Use Stablelab® to measure Serum Amyloid A, a reliable biomarker for infection in horses

Equine influenza virus (EIV) outbreaks can be frightening for how quickly it can spread in horses. Imagine being at a horse show or at a barn where a few horses come down with fevers of 102°-105° F and nasal discharge. You suspect EIV. But how can you know for sure? And how can you quickly identify inflammation due to infection?

This was the position Holly Helbig, DVM and owner of the Hawthorne Veterinary Clinic, found herself in while caring for horses at a show. She suspected EIV due to the signs presented, and knew she needed to act quickly to protect the other horses.

“Once a case of EIV is confirmed, horse owners worry that their horses could have been exposed or possibly infected,” Helbig said. “Horse owners are looking for a quick response for peace of mind. That is where SAA testing with Stablelab comes in.”

Detecting Inflammation Due To Infection With SAA

Serum Amyloid A (SAA) is a major, acute phase protein produced by the liver that is a reliable biomarker for inflammation due to infection. SAA levels rapidly and dramatically increase in response to an infection.1 Using Stablelab®, a hand-held stall-side diagnostic blood test, Helbig and her team conducted SAA tests on a large population of horses at the show. In 10 minutes, Stablelab detected inflammation due to possible infection in some of the horses before they showed clinical signs such as a fever.

“At a show, I will have upwards of 700 horses under my care, so the SAA testing provided crucial information to help guide me in determining what horses needed to be isolated,” Helbig said.

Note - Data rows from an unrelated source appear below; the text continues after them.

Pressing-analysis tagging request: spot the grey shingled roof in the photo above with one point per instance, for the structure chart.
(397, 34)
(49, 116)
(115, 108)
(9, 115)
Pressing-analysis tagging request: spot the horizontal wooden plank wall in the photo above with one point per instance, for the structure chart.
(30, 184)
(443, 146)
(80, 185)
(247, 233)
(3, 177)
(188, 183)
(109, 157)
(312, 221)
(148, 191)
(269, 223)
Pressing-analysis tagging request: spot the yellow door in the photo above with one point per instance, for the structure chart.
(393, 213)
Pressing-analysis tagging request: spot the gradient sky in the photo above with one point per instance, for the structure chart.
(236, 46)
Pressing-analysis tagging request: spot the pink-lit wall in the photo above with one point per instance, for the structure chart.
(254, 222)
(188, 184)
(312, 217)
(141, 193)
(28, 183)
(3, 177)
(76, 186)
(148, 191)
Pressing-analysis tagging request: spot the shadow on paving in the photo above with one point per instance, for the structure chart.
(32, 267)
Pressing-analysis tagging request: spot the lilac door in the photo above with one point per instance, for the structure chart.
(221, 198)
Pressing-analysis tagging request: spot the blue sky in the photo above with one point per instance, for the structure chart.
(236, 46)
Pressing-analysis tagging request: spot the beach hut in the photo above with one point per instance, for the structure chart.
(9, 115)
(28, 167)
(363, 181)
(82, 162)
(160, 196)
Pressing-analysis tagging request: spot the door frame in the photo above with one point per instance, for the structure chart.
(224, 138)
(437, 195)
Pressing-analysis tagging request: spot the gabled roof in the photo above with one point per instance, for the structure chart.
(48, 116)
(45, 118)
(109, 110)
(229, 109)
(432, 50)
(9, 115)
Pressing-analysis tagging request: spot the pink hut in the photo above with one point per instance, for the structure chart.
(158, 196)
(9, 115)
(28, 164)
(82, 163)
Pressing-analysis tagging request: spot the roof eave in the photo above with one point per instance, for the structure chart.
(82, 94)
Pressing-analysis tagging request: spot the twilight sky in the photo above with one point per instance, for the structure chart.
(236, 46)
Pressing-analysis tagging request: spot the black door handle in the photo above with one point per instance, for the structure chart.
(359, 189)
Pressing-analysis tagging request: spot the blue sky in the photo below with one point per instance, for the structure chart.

Monitoring Equine Influenza With SAA

Dr. Helbig developed and quickly implemented a plan of action to isolate and care for possible infected horses. SAA testing with Stablelab provided the results needed to successfully enforce the plan, which included:

  • Monitoring horses in different barns that potentially came into contact with an infected horse at the show.
  • Conducting an SAA test on horses showing EIV signs and obtaining results without leaving the horse’s side.
  • Isolating horses with SAA levels greater than 50 and then testing for EIV.
  • Quarantining EIV-positive horses to minimize the risk of spreading EIV.
  • Conducting follow-up SAA tests three days later to monitor treatment response.

“In my practice, I use Stablelab primarily for a fever of unknown origin, cellulitis and respiratory issues when I am at horse shows. In cases like this one, where I suspected EIV, Stablelab proved itself a valuable tool to help me to monitor, isolate and treat infected horses,” Helbig said.

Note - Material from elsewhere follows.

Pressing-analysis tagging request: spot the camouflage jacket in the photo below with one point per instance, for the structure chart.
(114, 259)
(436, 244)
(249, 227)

Incorporate Stablelab Into Your Practice

The ability to identify inflammation in infected horses before they show clinical signs is critical, not only for the health of the horse, but for your clients’ peace of mind. Here are opportunities to incorporate SAA testing with Stablelab in your practice:

  • Primary and ambulatory care: Stablelab was designed to be used in the field to provide results in 10 minutes without leaving the horse’s side. Anytime you use antibiotics, test their SAA levels, quantify the inflammation due to infection and then use Stablelab to monitor the response to treatment.
  • Reproduction: Pregnancy, parturition and the early neonatal period are high-risk life stages for the horse. Conduct SAA testing to identify inflammation and ward off potential health challenges.
  • Referral hospital: Measure SAA as part of your minimum database at the time of admission. Screen for subclinical inflammation due to infection prior to surgery and monitor the response to treatment over their hospitalization.

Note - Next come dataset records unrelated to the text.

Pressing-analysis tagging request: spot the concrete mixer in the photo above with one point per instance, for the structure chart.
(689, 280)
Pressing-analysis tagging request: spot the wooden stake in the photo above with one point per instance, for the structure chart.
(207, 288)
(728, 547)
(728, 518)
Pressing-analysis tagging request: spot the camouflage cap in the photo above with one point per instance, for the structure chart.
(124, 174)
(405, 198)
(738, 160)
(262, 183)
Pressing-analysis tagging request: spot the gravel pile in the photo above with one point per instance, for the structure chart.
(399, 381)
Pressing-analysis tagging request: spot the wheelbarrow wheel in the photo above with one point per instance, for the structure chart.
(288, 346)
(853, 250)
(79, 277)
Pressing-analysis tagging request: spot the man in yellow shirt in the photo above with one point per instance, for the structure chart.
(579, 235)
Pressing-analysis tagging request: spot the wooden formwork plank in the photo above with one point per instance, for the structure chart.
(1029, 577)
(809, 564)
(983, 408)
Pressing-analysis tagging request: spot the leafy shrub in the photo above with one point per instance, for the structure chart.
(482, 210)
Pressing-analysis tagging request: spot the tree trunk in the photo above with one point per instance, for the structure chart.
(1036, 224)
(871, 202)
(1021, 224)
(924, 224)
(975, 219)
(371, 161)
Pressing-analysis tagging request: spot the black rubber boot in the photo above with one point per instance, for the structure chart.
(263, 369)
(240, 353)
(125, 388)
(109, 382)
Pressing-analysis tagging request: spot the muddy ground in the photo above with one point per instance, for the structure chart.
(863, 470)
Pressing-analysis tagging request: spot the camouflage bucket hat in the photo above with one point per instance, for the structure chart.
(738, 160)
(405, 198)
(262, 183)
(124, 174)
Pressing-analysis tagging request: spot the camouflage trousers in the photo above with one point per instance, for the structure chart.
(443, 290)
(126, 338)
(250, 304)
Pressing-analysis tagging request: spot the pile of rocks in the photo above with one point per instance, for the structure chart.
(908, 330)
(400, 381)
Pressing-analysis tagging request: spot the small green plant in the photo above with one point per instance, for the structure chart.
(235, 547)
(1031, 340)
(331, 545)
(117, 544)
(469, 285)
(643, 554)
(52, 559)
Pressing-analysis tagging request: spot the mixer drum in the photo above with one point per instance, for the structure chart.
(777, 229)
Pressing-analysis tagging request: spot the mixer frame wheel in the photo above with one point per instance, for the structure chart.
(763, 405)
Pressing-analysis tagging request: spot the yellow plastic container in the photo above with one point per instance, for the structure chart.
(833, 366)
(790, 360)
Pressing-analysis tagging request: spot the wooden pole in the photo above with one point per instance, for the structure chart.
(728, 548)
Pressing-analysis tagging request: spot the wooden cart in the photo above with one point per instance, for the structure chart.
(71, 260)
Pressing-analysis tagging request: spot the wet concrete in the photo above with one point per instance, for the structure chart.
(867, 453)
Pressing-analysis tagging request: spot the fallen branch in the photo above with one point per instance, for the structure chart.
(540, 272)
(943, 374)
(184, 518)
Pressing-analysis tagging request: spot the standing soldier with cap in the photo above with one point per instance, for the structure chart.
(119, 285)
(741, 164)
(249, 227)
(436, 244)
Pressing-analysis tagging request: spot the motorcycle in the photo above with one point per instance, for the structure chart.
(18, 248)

To learn more about SAA testing with Stablelab, contact your Zoetis Equine Specialist or visit Stablelab.com.

About Zoetis
Zoetis is the leading animal health company, dedicated to supporting its customers and their businesses. Building on more than 65 years of experience in animal health, Zoetis discovers, develops, manufactures and commercializes medicines, vaccines and diagnostic products, which are complemented by biodevices, genetic tests and precision livestock farming. Zoetis serves veterinarians, livestock producers and people who raise and care for farm and companion animals with sales of its products in more than 100 countries. In 2019, the company generated annual revenue of $6.3 billion with approximately 10,600 employees. For more information, visit www.ZoetisUS.com.

1 Jacobsen, Stine. Review of equine Acute-Phase proteins. AAEP Proceedings vol 53 2007. Pages 230 - 235.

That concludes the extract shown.